Ueber die Anwendung des Wollschweißes zur
Blutlaugensalz-Fabrication; von Paul Havrez, Professor der technischen Chemie
zu Verviers.
Aus dem Moniteur de la teinture, Februar 1870, S.
46.
Havrez, über Anwendung des Wollschweißes zur
Blutlaugensalz-Fabrication.
Der Wollschweiß, welcher fast den dritten Theil des Gewichtes der rohen Wolle
ausmacht, bildet einen trefflichen Rohstoff für die
Blutlaugensalz-Fabrication, weil dieser Schweiß nach dem Glühen (in Folge der
Zerstörung des valeriansauren Kalis) aus einem äußerst innigen Gemenge von
kohlensaurem Kali und stickstoffhaltiger Kohle besteht.
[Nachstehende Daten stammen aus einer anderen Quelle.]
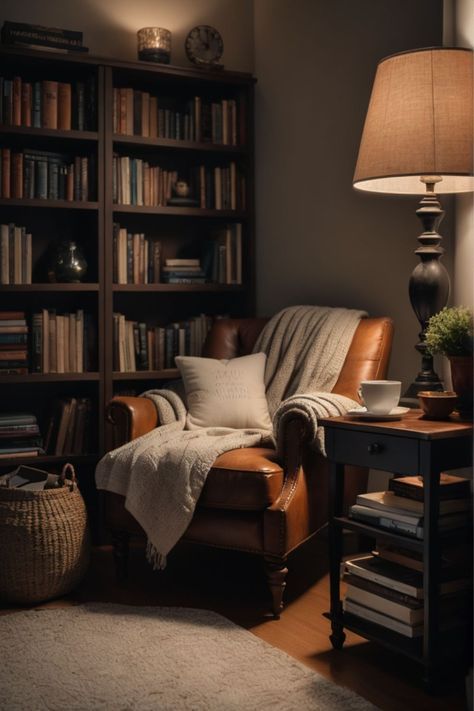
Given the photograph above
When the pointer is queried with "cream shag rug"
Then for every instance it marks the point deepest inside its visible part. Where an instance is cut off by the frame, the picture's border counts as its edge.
(104, 657)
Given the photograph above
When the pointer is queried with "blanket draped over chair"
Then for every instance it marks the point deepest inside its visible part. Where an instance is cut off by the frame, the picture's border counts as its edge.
(162, 473)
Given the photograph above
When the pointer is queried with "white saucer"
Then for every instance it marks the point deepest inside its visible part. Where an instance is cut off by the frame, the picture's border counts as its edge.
(364, 414)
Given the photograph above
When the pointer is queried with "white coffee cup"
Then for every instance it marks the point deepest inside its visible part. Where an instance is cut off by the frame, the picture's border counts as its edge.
(380, 396)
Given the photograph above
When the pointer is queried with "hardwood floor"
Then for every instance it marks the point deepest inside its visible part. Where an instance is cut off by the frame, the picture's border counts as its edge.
(233, 585)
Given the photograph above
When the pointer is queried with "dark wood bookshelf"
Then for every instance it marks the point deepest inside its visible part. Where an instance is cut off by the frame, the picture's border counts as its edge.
(59, 287)
(53, 133)
(181, 211)
(90, 223)
(31, 378)
(177, 144)
(177, 287)
(49, 204)
(167, 374)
Bekanntlich wird das gelbe Blutlaugensalz (Kaliumeisencyanür) gewonnen durch Glühen
von:
50 Kilogr.
thierischer, stickstoffhaltiger Substanzen (Leder, Blut etc.),
75 „
kohlensaurem Kali (Potasche),
3 „
Eisenfeispäne.
Man erhitzt unter Umrühren bei Luftabschluß und laugt die entstandene Cyanverbindung
aus der Schmelze mit heißem Wasser aus. Zwei Drittel der angewendeten Potasche
finden sich unzersetzt im Waschwasser wieder; nur ein Drittel derselben ist in
Blutlaugensalz verwandelt.
Dadurch kam Havrez auf den Gedanken, daß die zweckmäßigste
Benutzung des Wollschweißes nicht, wie dieß gegenwärtig der Fall ist, darin besteht,
ihn auf reine Potasche zu verarbeiten, sondern unmittelbar auf Cyanverbindungen,
also auf Producte welche den dreifachen Werth haben. Sämmtliche Bestandtheile des
Wollschweißes sind nämlich sehr nützlich für diesen Fabricationszweig; so das 38 bis
45 Proc. betragende kohlensaure Kali, das brennbare Gas (35 Proc.), das Cyan und die
fein zertheilte, sehr reducirend wirkende Kohle (13 Procent). Diese Kohle, welche
bei der Verwendung des Wollschweißes zur Potaschefabrication nur Unbequemlichkeiten
und Kosten verursacht, wird hier zum unerläßlichen Rohmaterial und hat, wie durch
die Praxis bewiesen wird, den Vorzug daß sie wirksamer ist als die auf künstlichem
Wege und daher nur grob dem kohlensauren Kali beigemengte Kohle. Endlich wird das
kohlensaure Kali, anstatt Zweck der Fabrication zu seyn, als Rückstand einer anderen
Fabrication, nämlich des Blutlaugensalzes, gewonnen.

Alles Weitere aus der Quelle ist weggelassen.